Here you can see the arched brick ceiling and the dark wood of the bar.
After lunch, I visited another branch of the cultural history museum.  This house dates back to the 13th century, and it was lived in continuously until the 1980s!  It's been restored to show all of the eras it's experienced, not just one.
You can go into the cellar, which is frankly a creepy experience.  I couldn't stand upright, but I could feel how ancient it was.

For a complete change of pace, here are some of the original roof tiles. The heart is a maker's mark.
I thought the keys were quite cute, too.
For me, this was the most impressive part of the whole house.  This is the orginal, 13th century wheel used for loading goods back when the city was a part of the Hanseatic league.  It's still functional, and in the 1990s, it was used in the refurbishment of the house!
When the sky is clear in Stralsund, it's downright startling how blue it is.
And there are charming miniature neighborhoods tucked away.
I didn't have time to go to the 'Bear's blood', sadly.  Next time.
Stralsund used to belong to Sweden, so you see a lot of Swedish crests in the city.
This is one side of the Old Market.
On the other, there's the town hall, seen here from the side. 
My last major adventure in Stralsund was visiting the church.  It's very colorful inside.
And some of the murals are ancient.
There's a very impressive organ.
And an astrological clock.  But unlike the one in Rostock, this one no longer runs.
Finally, I lit a candle and went on my way.
Goodbye, Stralsund!


















Tuesday, February 18, 2014

Stralsund's Cultural History Museum

Unfortunately, I don't have any pictures of the building that houses the cultural history museum-it's a beautiful old convent.  However, here are some of my favorite things from the collection.  I may do a post later that's just weapons.  I tried to photograph all of the interesting ones for Geoff, and there are a LOT.
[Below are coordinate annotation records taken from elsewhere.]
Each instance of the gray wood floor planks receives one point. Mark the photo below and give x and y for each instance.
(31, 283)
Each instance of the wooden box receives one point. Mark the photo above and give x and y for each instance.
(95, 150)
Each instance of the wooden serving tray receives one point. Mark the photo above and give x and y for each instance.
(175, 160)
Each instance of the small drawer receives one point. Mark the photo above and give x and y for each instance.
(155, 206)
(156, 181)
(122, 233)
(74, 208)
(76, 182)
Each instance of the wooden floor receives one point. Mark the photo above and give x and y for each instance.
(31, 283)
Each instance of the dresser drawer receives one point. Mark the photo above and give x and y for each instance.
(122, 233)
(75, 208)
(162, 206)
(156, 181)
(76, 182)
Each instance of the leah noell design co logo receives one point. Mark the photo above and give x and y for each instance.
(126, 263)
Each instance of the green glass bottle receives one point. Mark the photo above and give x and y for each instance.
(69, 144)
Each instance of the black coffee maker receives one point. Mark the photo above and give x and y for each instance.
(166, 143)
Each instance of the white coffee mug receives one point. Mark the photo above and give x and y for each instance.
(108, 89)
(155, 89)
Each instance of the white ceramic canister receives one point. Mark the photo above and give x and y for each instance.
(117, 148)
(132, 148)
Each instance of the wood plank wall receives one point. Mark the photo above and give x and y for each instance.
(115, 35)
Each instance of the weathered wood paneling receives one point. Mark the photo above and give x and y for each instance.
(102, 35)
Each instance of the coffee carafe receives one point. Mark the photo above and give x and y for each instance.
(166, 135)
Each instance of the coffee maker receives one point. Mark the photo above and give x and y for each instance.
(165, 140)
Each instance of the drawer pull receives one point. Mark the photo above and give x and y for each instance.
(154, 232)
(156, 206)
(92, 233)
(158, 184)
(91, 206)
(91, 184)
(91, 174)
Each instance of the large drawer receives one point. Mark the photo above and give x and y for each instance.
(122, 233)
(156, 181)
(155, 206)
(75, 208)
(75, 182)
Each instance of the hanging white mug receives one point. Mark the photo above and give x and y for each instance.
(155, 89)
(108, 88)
Meanwhile, here's a reproduction of the seal of Stralsund.  In the Middle Ages, it was used to validate legal documents.

The museum had a fairly significant collection of seals.  I studied medieval history while I was in Austria, with a focus on research methods and legal documents, so seals have a special place in my heart.  I do tend to like pre-technology technology in general.

This is typical of the Middle Ages-a document with wax seals from multiple legal entities.  I love the way they look.
There were also some amazing carvings.  Note the monkey near the bottom.
I also was fascinated with the detail on this flower.
This is a reproduction of the treasure of Hiddensee.  (I'm not sure where the original is, and I really want to find out.)  The treasure is within the museum system somewhere.  Being gold and ancient, it's so valuable that it's not surpising the original is somewhere else.
While the first section of the museum focused on life in and around the cloister, the second is a trip through the centuries in Stralsund.  The second floor (first, in the European system) is set up as a series of living rooms, each coming closer to the present.  There are military and economic displays as well.

These are weights used in trading and making coins.  As I mentioned, I'm fascinated by technology that functions based on the most simple principles.
I also loved this fantasy globe.
Can you imagine actually using such a delicate gun?
I enjoy portraits that tell a story.  In this case, the story of a woman with a secret.
Or a couple in love.
I didn't realize until I saw the pieces that the museum has two works by Caspar David Friedrich!  There's this sketch, which doesn't particularly appeal to me.
And this painting, which does.  Unfortunately, it was in a low quality plastic case, and the reflection is pretty bad.
But you can still see the qualitities that I love in his work: a beautiful sense of light, and profound emotion.
The museum has a klein-aber-fein ("small but good", a favorite saying of one of my WWU professors) collection of Jugendstil pieces.
The last floor of the museum is dedicated to special exhibits.  At the time of my visit, it was the museum's collection of portraits.  This turned out to be fascinating precisely because they are the pieces that usually kept in storage, lacking both historical and monetary value.  When was the last time you saw a badly painted picture in a museum?

For example, this gentleman.   Note the classiness of his name across the bottom.
Of course, many of the pictures were extremely well painted, such as this lady, who has received a letter and gazes at a picture of the author.
Her expression fascinates me.
Lastly, an ancient map.  Here you see the island of Rügen.